HIPAA also mandates several practices, such as risk analysis and security audits. Because EPs must comply with HIPAA, the requirements attached to MU objectives make it a must-have to receive incentives.

Deactivation of the meaningful use program and stage 3
In April 2018, the CMS renamed the MU program to the Medicare and Medicaid Promoting Interoperability (PI) Programs for eligible hospitals and CAHs. With the introduction of the Medicare Access and CHIP Reauthorization Act (MACRA), the MU program became one of the four components of the Merit-based Incentive Payment System (MIPS).
MACRA is federal legislation enacted on April 16, 2015, that establishes ways to pay physicians for caring for Medicare beneficiaries; it includes funding for technical assistance for providers and related measure development and sets data sharing requirements.
MIPS consolidates multiple CMS quality programs, including MU and the value-based payment modifier program, into a single program. It includes the Physician Quality Reporting System. Today, MIPs is part of MACRA.
One of the four components or "performance categories" of MIPS is called Advancing Care Information (ACI). ACI replaced the now-sunset MU program in 2017 and accounts for 25% of eligible clinicians' total MIPS composite score. While ACI addresses many of the same reporting objectives and measures as MU stage 3, it gives EPs more flexibility than MU in terms of the following:
- Lowering the number of measures to meet.
- Increasing flexibility on which objectives they could choose to emphasize in their scoring.
- Aligning their reporting with their practice and experience instead of being forced to attain fixed reporting thresholds.

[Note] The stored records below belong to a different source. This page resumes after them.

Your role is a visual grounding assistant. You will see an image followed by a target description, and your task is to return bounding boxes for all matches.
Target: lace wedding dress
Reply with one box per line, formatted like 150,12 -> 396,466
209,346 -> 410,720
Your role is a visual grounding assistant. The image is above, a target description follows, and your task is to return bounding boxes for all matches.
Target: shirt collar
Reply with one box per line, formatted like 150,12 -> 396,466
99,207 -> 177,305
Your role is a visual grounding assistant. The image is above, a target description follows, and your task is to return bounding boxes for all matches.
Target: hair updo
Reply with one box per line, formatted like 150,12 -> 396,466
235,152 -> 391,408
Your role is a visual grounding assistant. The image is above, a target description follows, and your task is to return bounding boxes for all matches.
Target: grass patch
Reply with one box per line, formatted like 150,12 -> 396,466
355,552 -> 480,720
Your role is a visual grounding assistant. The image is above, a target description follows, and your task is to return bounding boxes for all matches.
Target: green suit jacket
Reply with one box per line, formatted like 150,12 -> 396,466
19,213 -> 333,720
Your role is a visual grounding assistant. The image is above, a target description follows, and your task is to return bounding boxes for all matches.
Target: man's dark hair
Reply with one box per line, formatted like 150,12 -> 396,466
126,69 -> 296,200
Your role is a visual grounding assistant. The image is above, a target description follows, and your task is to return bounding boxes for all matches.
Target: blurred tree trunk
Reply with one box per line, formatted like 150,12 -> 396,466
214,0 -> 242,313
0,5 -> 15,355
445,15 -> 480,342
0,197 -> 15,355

- Focusing more on EHR interoperability and patient engagement rather than processes.
- Eliminating CDS and CPOE objectives.
- Accommodating multiple options for physicians to receive incentives.
- Including a hardship exception for the ACI category for certain physicians who do not use certified EHR technology, so the ACI category score will not lower their MIPS Composite Score to zero and prompt reimbursement obstacles.
With the arrival of MACRA and MIPS, the scoring system of MIPS considers whether EPs are using certified EHR technology and attaining MU, so MU is not obsolete. Healthcare providers continue to use the term to guide their activities regarding the storage of digital information, safeguarding patient information, and the interoperability and exchange of healthcare data.